Can other districts replicate Medicaid cost recovery?
Williams said support from the district superintendent and Robert Batts, director of secondary education, was instrumental. He’s sure they may have had their doubts when he first proposed the plan. They never communicated doubts to Williams, though.
“What I like about this is it was something innovative, something never done before,” Williams said. “I’m quite sure people had fears of what might happen because it’s never been done before, but they supported this vision. And now you’re seeing it in living color and seeing the possibilities of what can happen.”
Lauren Holahan, coordinator for the state systemic improvement plan, Medicaid, and school mental health in DPI’s Exceptional Children Division, also lifted up the cross-systems collaboration within the entire county.
“At HOPE, they really figured out the communication channels and role responsibilities for getting reimbursements,” she said.
Holahan has worked with Exceptional Children personnel and district financial officers to maximize Medicaid benefits in the past. She said the policy documents guiding districts and charters are decades old. The documents are reflective of a time when the emphasis was using funding on rehabilitation for students with physical disabilities. There wasn’t as much focus on mental health and behavioral supports.

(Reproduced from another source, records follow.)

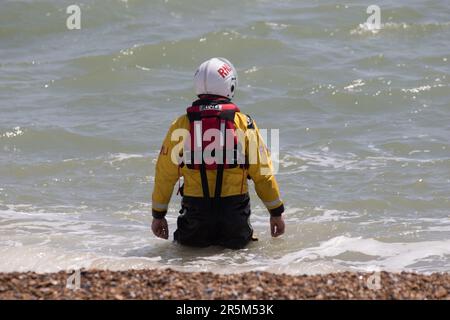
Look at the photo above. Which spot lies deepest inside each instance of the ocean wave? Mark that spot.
(386, 256)
(413, 28)
(15, 132)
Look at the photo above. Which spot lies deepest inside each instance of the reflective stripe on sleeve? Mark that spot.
(271, 204)
(160, 206)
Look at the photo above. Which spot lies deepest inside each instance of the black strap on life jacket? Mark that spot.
(227, 115)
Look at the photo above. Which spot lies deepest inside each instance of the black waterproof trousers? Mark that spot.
(223, 221)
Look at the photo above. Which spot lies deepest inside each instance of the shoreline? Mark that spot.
(170, 284)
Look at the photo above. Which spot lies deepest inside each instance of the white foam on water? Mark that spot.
(387, 256)
(118, 157)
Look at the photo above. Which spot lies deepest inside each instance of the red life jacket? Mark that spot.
(218, 114)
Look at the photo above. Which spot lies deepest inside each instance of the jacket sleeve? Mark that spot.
(166, 174)
(261, 171)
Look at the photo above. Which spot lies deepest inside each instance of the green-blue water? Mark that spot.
(364, 121)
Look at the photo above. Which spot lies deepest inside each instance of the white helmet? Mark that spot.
(216, 76)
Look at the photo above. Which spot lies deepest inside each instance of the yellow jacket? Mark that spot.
(234, 179)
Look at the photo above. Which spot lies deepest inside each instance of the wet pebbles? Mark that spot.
(170, 284)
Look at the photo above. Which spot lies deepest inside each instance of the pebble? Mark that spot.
(170, 284)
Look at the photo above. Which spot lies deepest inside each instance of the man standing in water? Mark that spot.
(216, 205)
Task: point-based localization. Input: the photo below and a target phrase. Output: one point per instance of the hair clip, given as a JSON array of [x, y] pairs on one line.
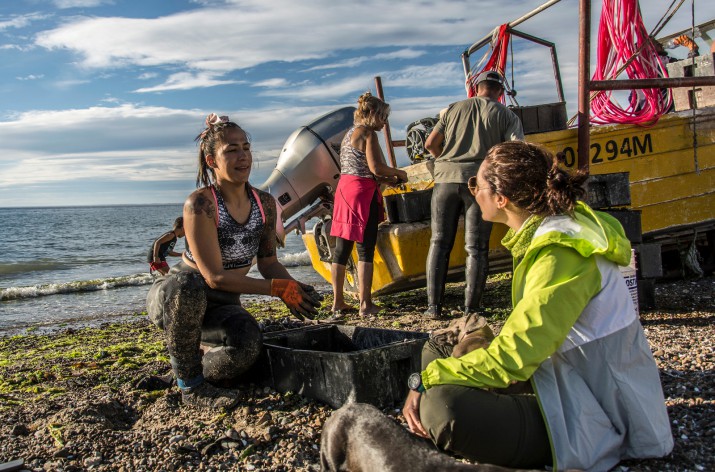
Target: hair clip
[[212, 120]]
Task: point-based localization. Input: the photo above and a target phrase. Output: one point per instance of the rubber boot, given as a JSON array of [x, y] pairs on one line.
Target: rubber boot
[[476, 276], [434, 312]]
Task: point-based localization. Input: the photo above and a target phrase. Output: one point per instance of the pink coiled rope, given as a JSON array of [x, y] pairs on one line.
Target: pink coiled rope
[[622, 37]]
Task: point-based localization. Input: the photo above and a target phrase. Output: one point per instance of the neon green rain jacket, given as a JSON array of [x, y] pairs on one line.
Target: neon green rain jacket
[[575, 334]]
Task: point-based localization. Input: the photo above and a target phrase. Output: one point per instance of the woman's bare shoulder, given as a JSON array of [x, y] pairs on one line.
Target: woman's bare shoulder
[[200, 201]]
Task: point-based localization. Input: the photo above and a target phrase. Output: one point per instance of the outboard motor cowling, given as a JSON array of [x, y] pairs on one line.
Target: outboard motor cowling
[[309, 164]]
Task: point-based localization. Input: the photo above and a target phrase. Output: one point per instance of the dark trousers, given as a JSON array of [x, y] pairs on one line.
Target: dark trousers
[[482, 425], [191, 314], [449, 202]]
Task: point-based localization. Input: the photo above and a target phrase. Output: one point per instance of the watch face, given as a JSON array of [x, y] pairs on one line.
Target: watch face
[[414, 381]]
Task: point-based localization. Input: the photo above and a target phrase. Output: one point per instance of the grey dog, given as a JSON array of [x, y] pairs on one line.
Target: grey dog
[[359, 438]]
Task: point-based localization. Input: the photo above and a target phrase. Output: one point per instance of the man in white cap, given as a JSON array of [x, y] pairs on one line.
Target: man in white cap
[[460, 141]]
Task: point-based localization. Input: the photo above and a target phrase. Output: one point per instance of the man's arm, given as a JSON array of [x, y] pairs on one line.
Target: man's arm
[[434, 143], [514, 131]]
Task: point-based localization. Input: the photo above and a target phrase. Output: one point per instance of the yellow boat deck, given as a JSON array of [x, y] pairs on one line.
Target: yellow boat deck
[[671, 168]]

But she sees no reason that other districts can’t do what HOPE has done.
“It doesn’t require [being] a specialized program like HOPE to do this,” said Holahan, who wrote her dissertation on the Medicaid program. “If we want to find a couple of support positions at two high schools in our [public school unit], this is a way to do it.”
That’s the exciting part for Williams. He’s hopeful that others in the state will try to replicate HOPE’s success. Particularly those places where grant money is funding specialized support personnel.
“I think it’s big, it’s inclusive,” Williams said. “Everybody needs help at some point in time and I would hate for someone to need help and not be able to access it. So if we’re able to meet that need, why not?”